I can see myself at 18, wide-eyed and panicked with my list. My housemates somehow talked me into going anyway.

We picked bags and bags of apples that day. The air was crisp, the apples were delicious and we picked more than we ever could have hoped to eat. We enjoyed each other and the day, and we ate apples until we were sick of the smell of them.

I have no idea what was on my list that day that I was so sure I couldn’t leave undone, but I remember my friends and the apples and the crisp fall day.

Later, a month before graduation, my housemates and I were in a panic.
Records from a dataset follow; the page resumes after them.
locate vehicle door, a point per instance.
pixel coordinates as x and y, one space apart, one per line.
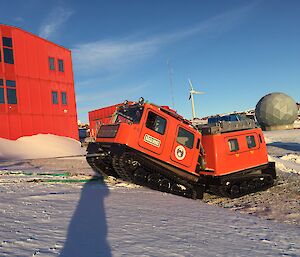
184 147
154 132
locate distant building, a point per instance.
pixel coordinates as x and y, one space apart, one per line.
36 86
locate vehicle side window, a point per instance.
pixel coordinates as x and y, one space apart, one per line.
185 138
233 145
251 141
156 123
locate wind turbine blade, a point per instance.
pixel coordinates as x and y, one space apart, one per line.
191 85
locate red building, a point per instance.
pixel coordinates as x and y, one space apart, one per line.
101 116
36 86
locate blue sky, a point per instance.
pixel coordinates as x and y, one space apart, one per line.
236 51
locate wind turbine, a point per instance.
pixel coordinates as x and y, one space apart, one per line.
192 93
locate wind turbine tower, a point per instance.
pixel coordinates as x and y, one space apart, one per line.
192 93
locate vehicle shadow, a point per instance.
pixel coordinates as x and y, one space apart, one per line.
87 232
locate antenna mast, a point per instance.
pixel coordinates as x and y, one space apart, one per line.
170 72
192 92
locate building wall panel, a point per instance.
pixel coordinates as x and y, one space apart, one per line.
34 112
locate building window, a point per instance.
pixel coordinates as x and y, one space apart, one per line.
10 83
11 92
156 123
251 141
7 41
61 65
64 98
11 96
8 55
185 138
54 97
233 145
2 100
51 63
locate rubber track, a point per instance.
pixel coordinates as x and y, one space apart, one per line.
119 168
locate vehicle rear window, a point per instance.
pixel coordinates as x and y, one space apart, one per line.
251 141
156 123
185 138
233 145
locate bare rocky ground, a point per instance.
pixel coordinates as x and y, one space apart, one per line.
280 203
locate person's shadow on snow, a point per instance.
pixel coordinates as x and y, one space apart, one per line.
87 230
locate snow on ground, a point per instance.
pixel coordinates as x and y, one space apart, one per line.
39 146
40 216
284 149
91 219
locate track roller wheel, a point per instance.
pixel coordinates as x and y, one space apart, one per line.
140 176
269 181
244 189
165 185
251 186
153 181
234 191
176 189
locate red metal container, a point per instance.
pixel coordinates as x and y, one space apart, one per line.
36 86
100 117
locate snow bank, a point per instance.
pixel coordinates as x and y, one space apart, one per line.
39 146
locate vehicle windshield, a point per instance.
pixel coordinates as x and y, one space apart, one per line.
129 114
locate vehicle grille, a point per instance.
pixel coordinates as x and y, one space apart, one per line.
108 131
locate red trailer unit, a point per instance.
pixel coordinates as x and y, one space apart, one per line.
36 86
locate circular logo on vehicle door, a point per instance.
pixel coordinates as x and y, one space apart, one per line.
180 152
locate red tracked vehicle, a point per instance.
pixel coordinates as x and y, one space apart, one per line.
154 146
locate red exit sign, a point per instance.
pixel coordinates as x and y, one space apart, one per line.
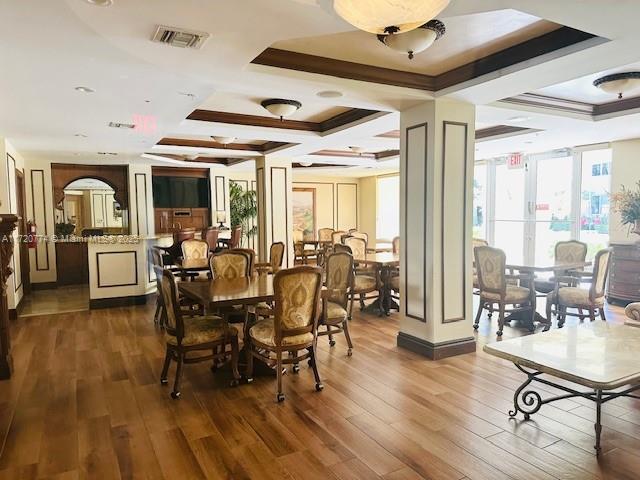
515 160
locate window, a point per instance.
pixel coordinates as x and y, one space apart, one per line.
594 199
388 219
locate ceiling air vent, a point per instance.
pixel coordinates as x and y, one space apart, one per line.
179 38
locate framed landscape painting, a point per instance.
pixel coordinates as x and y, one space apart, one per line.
304 211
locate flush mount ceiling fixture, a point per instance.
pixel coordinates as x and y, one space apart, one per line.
224 140
388 16
618 83
416 40
281 107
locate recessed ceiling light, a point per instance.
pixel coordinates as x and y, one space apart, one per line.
100 3
329 94
519 119
85 89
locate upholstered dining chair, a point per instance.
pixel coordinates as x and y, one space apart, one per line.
572 296
232 263
366 280
336 237
494 288
571 251
276 256
185 335
293 327
339 281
We had long to-do lists and not enough time. With a sense of desperation, we created countdown calendars that we posted on our doors in our Friedman apartment. Each day, we marked off a square. Every day, no matter what we accomplished, one square disappeared.

By the end of the month, all the squares were crossed off. Whether we completed the items or not, the time was gone, all the time we had at Smith. We all graduated and went on with our lives.

I appreciate the education I got at Smith and the time spent among smart, talented women. But 30 years later, what I remember is a time that was precious, full and finite. I never wrote “Go pick apples and enjoy your friends” on a to-do list, but when I write those lists now, I leave plenty of space for both the friends and the apples.

SAQ, Fall 2017


J. Autumn Needles ’89 writes for EDGE Media Network and is a Pilates instructor and trainer in Seattle.